How We Sipped, Danced, and Stumbled Our Way to Civilization

by Edward Slingerland

Pub Date: June 1st, 2021
ISBN: 978-0-316-45338-7
Publisher: Little, Brown Spark

A spirited look at drinking.

A professor of Asian studies at the University of British Columbia, Slingerland draws on archaeology, anthropology, history, neuroscience, psychopharmacology, social psychology, literature, poetry, and genetics to argue—insistently and repetitively— for the social, cultural, and psychological benefits of getting drunk. “Far from being an evolutionary mistake,” he writes, “chemical intoxication helps solve a number of distinctively human challenges: enhancing creativity, alleviating stress, building trust, and pulling off the miracle of getting fiercely tribal primates to cooperate with strangers.” He expounds at length on humans’ need for creativity, culture, and cooperation, which, he claims, alcohol enhances. “In many ways,” he writes, alcohol “is the perfect drug.

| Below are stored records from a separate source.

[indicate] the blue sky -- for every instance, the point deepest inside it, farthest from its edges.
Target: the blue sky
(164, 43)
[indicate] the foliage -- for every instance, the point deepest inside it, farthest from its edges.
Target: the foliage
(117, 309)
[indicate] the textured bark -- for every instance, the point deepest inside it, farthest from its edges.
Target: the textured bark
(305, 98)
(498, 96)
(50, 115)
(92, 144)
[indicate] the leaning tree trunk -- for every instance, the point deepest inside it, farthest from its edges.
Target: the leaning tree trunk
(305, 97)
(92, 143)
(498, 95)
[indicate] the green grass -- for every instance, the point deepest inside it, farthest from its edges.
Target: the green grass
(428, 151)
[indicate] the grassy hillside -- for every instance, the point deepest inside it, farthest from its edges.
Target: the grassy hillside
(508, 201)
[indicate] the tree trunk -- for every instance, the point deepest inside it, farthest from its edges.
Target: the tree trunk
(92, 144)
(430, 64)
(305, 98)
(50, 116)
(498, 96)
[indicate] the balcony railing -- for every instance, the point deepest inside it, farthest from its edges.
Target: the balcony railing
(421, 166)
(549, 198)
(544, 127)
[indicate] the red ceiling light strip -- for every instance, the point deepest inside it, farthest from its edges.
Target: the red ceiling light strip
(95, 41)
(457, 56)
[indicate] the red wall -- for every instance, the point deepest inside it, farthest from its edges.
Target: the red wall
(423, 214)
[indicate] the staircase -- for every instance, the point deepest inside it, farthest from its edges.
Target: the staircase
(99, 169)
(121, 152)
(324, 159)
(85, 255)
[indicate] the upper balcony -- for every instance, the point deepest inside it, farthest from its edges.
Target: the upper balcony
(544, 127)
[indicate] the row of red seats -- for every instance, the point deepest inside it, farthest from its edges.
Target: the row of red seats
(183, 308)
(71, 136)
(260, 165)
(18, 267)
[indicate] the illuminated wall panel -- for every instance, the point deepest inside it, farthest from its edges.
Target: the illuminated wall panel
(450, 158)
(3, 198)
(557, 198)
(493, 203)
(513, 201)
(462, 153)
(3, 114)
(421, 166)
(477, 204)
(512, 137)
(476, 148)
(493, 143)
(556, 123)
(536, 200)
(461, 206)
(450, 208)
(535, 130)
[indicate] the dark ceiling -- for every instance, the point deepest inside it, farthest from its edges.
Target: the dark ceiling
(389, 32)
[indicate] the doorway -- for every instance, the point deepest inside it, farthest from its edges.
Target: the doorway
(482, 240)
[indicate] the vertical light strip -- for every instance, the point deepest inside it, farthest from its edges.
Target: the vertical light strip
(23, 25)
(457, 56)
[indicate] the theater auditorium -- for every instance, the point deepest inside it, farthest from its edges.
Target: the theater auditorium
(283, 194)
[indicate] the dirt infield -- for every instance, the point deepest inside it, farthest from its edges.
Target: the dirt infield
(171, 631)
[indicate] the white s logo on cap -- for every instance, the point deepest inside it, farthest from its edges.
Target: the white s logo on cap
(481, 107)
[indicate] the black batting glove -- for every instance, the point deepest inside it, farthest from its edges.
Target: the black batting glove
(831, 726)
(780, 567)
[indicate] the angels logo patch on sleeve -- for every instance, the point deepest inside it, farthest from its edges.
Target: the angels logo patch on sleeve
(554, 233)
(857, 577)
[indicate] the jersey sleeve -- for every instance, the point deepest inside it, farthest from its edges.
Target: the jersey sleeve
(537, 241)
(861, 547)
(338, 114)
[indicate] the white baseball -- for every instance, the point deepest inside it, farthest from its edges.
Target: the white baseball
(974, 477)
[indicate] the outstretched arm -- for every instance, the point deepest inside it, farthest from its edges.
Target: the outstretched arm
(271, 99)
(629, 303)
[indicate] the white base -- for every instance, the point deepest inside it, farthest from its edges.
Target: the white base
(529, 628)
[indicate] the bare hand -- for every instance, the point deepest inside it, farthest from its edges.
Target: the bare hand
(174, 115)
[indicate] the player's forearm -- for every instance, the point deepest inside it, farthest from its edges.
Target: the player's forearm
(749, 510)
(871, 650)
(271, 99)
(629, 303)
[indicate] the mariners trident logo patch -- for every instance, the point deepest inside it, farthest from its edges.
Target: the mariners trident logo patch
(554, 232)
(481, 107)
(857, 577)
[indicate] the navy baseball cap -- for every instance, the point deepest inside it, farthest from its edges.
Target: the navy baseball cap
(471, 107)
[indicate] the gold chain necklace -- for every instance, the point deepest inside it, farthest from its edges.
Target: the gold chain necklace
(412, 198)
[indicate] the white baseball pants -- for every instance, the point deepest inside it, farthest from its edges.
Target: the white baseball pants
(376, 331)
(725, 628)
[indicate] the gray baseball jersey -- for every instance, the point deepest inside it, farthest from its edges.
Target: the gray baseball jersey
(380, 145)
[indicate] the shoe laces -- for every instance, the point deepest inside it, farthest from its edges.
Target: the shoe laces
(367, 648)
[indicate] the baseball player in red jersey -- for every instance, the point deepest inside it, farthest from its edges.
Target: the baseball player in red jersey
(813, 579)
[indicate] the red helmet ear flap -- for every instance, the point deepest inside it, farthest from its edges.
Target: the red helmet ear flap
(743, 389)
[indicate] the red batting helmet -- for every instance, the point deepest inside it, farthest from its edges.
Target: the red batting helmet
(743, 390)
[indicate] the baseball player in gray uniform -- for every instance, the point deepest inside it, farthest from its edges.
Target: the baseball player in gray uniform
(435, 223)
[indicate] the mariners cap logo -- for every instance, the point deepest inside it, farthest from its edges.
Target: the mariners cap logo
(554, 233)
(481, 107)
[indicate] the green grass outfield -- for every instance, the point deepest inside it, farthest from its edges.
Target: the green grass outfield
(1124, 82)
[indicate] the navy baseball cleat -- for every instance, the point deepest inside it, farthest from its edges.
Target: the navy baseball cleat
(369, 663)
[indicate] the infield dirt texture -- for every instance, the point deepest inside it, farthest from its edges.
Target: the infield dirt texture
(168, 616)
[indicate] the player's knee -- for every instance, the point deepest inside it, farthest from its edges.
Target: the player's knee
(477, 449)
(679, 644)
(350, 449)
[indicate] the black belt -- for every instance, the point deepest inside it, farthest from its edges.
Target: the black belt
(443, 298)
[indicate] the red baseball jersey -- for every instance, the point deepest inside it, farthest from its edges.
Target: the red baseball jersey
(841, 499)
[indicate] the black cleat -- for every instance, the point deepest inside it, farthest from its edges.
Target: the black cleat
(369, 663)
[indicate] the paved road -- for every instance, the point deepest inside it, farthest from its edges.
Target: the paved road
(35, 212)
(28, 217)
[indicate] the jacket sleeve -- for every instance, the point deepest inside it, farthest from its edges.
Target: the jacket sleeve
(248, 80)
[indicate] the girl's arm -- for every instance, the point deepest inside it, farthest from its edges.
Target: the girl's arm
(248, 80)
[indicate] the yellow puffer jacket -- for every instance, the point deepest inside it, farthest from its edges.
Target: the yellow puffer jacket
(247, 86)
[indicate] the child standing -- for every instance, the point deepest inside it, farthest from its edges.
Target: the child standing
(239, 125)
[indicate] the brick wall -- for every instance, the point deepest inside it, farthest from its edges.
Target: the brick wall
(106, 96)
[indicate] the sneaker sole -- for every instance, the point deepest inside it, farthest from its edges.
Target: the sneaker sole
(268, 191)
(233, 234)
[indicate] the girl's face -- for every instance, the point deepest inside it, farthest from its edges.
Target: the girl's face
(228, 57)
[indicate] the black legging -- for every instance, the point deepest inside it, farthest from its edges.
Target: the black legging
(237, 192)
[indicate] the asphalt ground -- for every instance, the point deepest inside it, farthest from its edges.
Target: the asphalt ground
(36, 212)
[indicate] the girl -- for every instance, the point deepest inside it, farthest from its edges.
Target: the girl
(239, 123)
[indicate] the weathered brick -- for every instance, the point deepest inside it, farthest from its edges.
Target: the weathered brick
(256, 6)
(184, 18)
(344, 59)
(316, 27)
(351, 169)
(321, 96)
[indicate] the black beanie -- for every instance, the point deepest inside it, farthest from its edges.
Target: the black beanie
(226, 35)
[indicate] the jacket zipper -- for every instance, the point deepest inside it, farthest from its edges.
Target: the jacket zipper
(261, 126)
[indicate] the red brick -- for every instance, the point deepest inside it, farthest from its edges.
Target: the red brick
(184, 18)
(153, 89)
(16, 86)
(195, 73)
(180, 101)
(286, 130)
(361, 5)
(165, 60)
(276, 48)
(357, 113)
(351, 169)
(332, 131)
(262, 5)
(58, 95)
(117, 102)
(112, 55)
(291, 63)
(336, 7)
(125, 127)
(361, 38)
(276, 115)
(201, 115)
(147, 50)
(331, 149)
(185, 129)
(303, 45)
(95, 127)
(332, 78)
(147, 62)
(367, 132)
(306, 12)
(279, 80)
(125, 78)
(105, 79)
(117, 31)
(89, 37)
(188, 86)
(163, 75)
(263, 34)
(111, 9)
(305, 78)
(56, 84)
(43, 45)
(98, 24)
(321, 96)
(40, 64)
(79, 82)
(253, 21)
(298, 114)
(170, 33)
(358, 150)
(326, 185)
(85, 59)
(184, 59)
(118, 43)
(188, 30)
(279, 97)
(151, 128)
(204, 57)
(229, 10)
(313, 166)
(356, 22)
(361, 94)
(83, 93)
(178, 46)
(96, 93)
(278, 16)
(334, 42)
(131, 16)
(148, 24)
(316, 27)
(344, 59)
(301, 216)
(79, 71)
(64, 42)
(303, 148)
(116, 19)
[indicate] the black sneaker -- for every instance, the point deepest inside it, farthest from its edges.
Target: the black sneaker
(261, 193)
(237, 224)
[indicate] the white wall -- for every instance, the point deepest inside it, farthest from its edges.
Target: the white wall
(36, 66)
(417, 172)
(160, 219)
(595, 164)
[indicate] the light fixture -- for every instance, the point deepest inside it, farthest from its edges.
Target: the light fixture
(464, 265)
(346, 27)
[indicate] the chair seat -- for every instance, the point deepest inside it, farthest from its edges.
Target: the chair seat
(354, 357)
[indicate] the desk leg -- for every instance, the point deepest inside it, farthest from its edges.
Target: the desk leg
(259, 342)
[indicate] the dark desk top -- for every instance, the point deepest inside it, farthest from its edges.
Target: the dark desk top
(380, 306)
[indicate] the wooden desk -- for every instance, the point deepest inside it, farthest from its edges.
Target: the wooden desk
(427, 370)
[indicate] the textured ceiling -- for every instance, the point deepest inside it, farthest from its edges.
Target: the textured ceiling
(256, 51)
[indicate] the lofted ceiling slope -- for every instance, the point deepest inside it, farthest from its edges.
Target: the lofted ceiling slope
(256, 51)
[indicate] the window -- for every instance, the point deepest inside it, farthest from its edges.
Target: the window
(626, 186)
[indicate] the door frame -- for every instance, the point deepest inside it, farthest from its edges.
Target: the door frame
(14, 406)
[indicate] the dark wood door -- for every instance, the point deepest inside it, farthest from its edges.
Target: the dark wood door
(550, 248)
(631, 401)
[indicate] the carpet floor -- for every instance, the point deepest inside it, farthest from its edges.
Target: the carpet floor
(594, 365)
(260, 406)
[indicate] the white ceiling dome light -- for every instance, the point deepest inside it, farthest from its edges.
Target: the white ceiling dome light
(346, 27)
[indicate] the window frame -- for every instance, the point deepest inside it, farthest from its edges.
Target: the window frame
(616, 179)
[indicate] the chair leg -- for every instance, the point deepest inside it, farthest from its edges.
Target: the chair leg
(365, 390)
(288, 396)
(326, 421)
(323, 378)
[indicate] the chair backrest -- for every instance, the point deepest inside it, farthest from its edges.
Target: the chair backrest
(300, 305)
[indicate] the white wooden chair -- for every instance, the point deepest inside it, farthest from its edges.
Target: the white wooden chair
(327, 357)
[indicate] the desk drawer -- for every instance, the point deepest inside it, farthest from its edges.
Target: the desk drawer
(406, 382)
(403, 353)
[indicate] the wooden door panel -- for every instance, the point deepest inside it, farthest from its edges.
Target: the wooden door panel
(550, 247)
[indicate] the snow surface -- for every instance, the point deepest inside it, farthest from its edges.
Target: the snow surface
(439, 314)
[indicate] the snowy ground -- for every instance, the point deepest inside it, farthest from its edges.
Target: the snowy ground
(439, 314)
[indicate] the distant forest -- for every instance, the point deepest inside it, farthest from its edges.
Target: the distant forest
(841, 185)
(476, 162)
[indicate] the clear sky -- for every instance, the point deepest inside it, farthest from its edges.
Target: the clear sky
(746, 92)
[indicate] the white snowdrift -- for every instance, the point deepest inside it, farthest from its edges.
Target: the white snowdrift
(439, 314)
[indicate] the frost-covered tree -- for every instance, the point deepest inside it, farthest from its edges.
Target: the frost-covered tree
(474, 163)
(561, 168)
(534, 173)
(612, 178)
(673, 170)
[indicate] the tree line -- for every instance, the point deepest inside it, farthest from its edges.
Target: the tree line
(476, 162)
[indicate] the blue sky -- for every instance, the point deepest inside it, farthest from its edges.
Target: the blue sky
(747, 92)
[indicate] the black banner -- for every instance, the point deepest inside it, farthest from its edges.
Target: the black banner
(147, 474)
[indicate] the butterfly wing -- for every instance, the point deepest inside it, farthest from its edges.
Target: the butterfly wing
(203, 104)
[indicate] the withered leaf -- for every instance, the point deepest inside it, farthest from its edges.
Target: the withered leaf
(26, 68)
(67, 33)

It is easy to dose, and its cognitive effects stable across individuals. Best of all, these effects wax and wane predictably and are relatively short-lived.” Alcohol consumption, he asserts, preceded agriculture and, in fact, “provided the spark that allowed us to form truly large-scale groups, domesticate increasing numbers of plants and animals, accumulate new technologies, and thereby create the sprawling civilizations that have made us the dominant mega-fauna on the planet.” While Slingerland concedes that alcohol may have detrimental physical effects, such as liver damage, he asserts that such costs must be weighed against its “venerable role as an aid to creativity, contentment, and social solidarity.” The author acknowledges, however, that this solidarity excludes those who do not drink for health or religious reasons and often excludes women, as well. As far as the role of alcohol in sexual assault and rape, Slingerland writes that these unsavory behaviors are “driven by patriarchal or misogynist social norms rather than the ethanol molecule itself.” In the final chapter, the author cautions against imbibing distilled spirits and drinking “outside of the traditional context of ritual and social controls,” contradicting his earlier assertion that many artists and writers “unleashed” their creativity by drinking hard liquor, alone.

A hyperbolic but entertaining defense of intoxication via alcohol.